James sonrió. "Me llamo James."

"Claro, ¿lo sabía Elizabeth? Porque creo que se habría casado contigo si lo hubiese sabido. Tal vez entonces se hubiese quedado."

James frunció el entrecejo, pero no tuvo tiempo de procesar la idea, porque William descansó su frente sobre su hombro, y cerró los ojos, suspirando suavemente. James movió sus manos, preguntándose si lo correcto era abrazarle, o acabar con esto de una vez por todas.

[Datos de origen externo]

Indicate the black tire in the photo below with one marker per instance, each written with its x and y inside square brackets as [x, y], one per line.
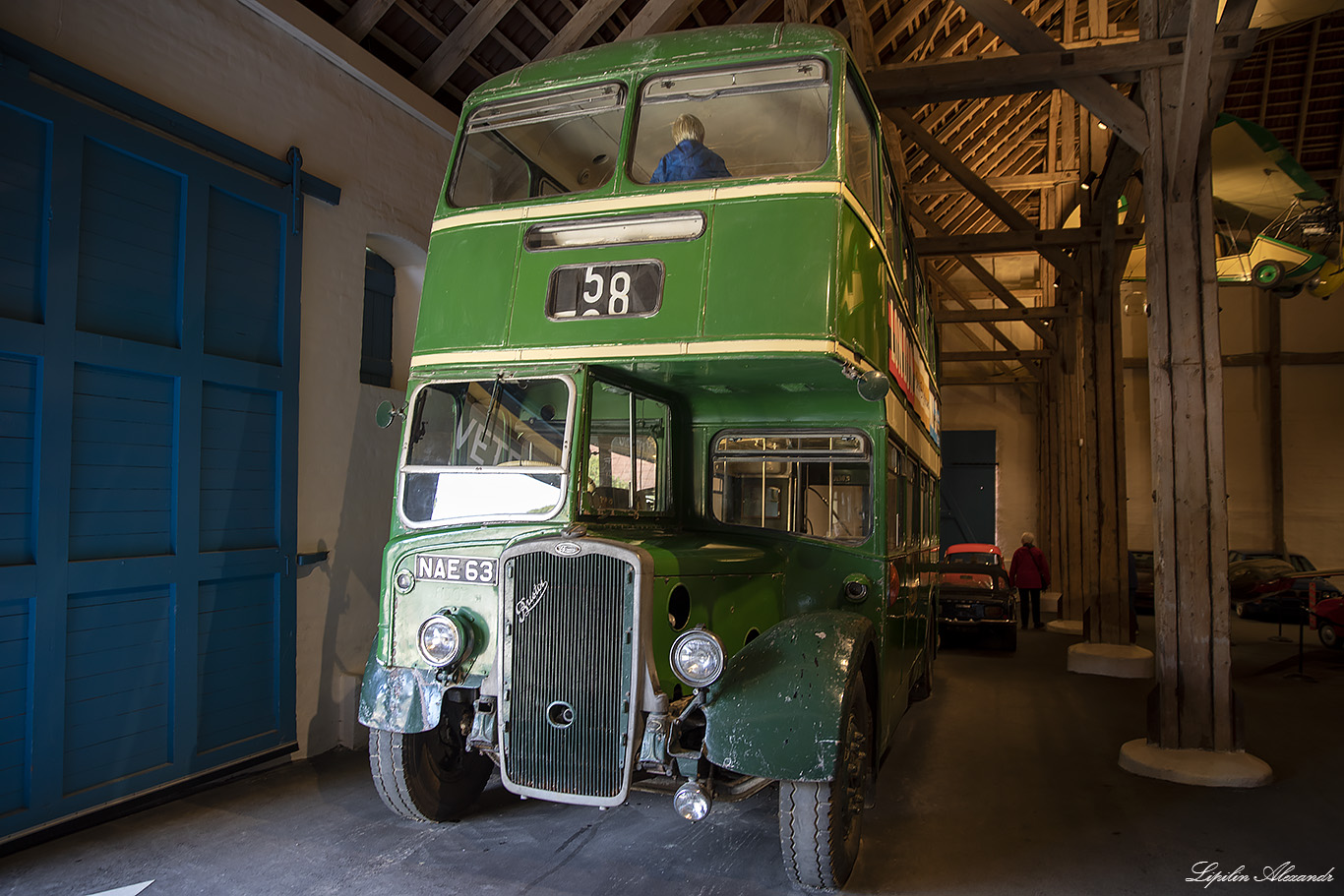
[922, 687]
[1329, 635]
[430, 775]
[820, 821]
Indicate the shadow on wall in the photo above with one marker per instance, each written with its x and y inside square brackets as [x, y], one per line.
[353, 569]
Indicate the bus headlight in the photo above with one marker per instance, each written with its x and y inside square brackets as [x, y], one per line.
[444, 639]
[698, 657]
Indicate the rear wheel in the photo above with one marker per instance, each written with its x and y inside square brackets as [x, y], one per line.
[820, 821]
[1329, 635]
[429, 775]
[1267, 274]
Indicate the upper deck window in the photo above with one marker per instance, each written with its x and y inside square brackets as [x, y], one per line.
[815, 484]
[753, 122]
[544, 146]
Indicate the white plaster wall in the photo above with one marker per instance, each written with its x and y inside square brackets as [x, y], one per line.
[1313, 426]
[272, 76]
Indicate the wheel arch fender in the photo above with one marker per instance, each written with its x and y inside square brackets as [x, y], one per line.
[398, 698]
[777, 709]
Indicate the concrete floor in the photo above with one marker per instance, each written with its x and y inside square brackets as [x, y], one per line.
[1005, 782]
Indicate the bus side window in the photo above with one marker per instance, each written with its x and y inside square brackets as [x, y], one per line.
[895, 502]
[860, 148]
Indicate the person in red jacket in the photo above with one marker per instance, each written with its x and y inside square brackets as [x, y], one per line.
[1028, 572]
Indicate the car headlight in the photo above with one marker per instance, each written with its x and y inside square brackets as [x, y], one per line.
[698, 657]
[444, 639]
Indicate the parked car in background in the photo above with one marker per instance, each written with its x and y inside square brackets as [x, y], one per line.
[975, 601]
[1141, 580]
[1329, 623]
[1280, 605]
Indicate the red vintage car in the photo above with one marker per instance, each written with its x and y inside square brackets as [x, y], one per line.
[973, 554]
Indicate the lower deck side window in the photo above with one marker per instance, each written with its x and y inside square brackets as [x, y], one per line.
[819, 485]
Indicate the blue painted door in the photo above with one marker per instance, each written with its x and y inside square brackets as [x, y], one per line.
[148, 440]
[969, 487]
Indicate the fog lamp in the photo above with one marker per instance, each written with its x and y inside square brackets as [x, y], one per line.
[444, 639]
[698, 657]
[693, 801]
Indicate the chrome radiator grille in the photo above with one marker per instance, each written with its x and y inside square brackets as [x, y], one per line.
[569, 638]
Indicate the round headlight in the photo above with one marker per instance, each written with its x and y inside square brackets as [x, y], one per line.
[698, 657]
[444, 639]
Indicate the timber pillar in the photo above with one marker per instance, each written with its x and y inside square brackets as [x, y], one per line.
[1193, 731]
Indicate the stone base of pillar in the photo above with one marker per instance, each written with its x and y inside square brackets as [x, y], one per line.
[1201, 767]
[1113, 660]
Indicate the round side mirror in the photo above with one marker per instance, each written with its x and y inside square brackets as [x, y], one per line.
[873, 386]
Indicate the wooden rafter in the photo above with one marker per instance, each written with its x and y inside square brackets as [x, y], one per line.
[580, 29]
[1123, 116]
[362, 17]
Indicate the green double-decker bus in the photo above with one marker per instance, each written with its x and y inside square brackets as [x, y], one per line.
[667, 492]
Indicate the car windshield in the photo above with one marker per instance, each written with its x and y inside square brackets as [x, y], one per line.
[559, 143]
[487, 450]
[737, 122]
[992, 559]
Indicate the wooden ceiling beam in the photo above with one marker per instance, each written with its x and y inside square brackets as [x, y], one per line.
[1000, 315]
[1010, 242]
[925, 82]
[454, 51]
[1002, 292]
[657, 17]
[1124, 117]
[999, 182]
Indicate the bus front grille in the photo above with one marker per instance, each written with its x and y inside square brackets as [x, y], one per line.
[568, 663]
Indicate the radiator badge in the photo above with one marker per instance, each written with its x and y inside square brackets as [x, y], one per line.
[528, 603]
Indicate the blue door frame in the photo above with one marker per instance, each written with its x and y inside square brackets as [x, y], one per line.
[148, 459]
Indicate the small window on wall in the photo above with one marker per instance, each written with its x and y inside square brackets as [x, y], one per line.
[628, 452]
[860, 149]
[375, 367]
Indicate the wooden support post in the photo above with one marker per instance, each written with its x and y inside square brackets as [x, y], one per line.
[1191, 707]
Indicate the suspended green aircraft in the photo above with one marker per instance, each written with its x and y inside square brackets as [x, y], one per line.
[1277, 228]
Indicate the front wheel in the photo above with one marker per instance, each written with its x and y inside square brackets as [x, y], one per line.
[429, 775]
[820, 821]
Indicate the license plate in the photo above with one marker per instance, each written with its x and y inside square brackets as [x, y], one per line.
[627, 289]
[443, 567]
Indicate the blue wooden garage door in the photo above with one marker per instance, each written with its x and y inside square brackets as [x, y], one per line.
[148, 430]
[969, 487]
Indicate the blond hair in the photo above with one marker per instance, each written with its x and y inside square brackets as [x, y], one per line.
[687, 128]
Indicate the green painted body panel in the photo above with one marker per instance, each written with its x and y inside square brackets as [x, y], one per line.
[773, 267]
[775, 711]
[781, 258]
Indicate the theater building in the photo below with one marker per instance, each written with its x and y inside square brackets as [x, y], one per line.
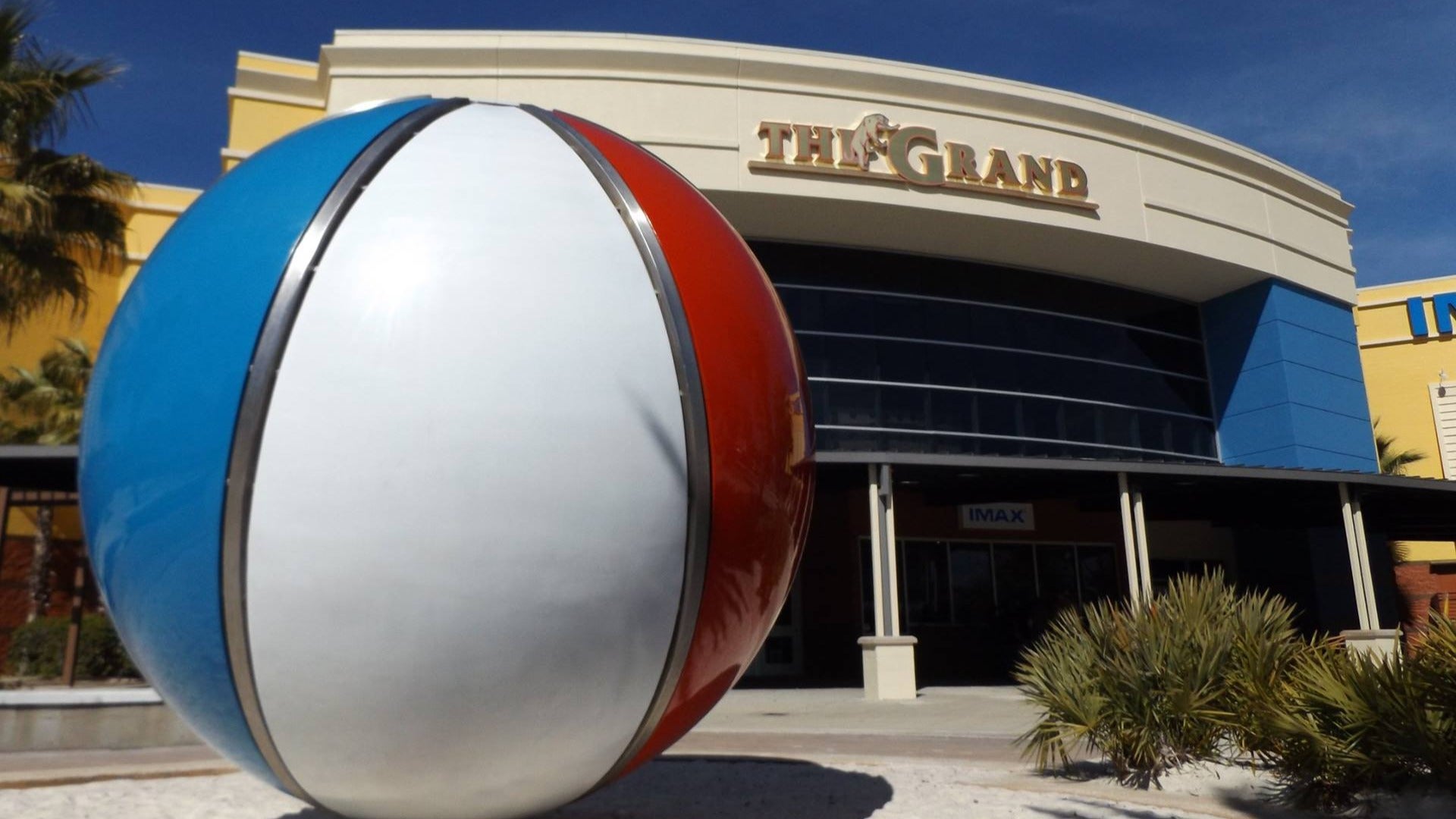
[1059, 350]
[1410, 357]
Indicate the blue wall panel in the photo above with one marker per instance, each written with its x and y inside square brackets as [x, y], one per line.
[1286, 381]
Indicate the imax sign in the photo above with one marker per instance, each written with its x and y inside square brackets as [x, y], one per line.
[1442, 303]
[998, 516]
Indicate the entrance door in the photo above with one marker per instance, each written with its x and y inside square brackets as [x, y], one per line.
[783, 653]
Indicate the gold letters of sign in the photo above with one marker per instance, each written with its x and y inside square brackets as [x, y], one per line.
[918, 156]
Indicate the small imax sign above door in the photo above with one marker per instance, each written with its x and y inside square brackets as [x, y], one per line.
[998, 516]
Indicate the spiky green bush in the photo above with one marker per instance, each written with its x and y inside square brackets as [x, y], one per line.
[1158, 686]
[1351, 725]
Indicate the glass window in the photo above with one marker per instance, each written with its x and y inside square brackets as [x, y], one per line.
[1084, 369]
[1057, 572]
[973, 586]
[927, 579]
[1097, 567]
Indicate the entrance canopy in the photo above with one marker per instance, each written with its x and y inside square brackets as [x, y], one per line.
[38, 466]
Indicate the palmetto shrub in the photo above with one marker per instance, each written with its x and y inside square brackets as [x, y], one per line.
[1350, 725]
[1152, 687]
[38, 649]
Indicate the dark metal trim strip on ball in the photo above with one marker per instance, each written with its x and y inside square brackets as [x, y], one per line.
[695, 425]
[254, 410]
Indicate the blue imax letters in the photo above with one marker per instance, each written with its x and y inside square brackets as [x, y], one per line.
[1442, 303]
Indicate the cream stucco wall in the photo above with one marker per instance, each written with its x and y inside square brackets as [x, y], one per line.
[1181, 212]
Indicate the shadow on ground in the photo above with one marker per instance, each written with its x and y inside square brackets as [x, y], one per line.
[734, 787]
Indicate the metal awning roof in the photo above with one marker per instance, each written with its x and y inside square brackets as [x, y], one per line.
[1363, 480]
[38, 466]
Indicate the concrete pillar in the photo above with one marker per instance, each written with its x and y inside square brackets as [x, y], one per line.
[1134, 588]
[1134, 541]
[1354, 541]
[1369, 639]
[889, 656]
[889, 667]
[1141, 529]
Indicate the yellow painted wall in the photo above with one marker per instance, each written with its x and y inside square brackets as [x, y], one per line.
[1398, 372]
[255, 123]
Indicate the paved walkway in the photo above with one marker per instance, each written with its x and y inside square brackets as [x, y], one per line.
[943, 723]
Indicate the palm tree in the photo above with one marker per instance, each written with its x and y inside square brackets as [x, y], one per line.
[1392, 461]
[58, 213]
[46, 407]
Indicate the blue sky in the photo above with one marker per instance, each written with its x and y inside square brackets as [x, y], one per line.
[1359, 95]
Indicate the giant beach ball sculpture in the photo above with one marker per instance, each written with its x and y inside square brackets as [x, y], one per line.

Algo en él le obligó a colocar una mano sobre el hombro del hombre, que ciertamente era mucho más de lo que habría hecho al principio de la noche.

"Voy a dormir ahora, James…"

James sonrió, y empujó al chico sobre la cama, observándole después encogerse sobre si mismo y cerrar los ojos. Curvó los labios, y finalmente decidió deshacerse de las botas de William y cubrirle, considerando por unos segundos la posibilidad de depositar un beso sobre su frente. Acabó moviendo sus rizos de su rostro, y dejando que sus dedos jugaran con la idea de una caricia.

Finalmente, abandonó la habitación en silencio.

"Escuché un ruido, señor."

"¡Dios!" exclamó Norrington cuando la señora Miller, el ama de llaves, apareció tras él.

"No pretendía asustarle, señor."

"Esta bien, señora Miller. Tengo un invitado, ¿podría tener el desayuno listo para él por la mañana? Y tal vez un poco de su maravillosa cura para el dolor de cabeza."

"¿Se quedará en la habitación principal, señor?"

"Si, se encuentra bastante mal, así que déjele dormir todo lo que necesite."

"De acuerdo, señor. Buenas noches, señor."

"Buenas noches, señora Miller."

James sonrió un poco, mirando por última vez a la puerta de la habitación principal. Tendría que dormir en la incómoda cama de la habitación de invitados. Nunca se usaba, y el colchón estaba demasiado duro. Pero aparentemente, alguien iba a empezar a usarla… o tal vez no.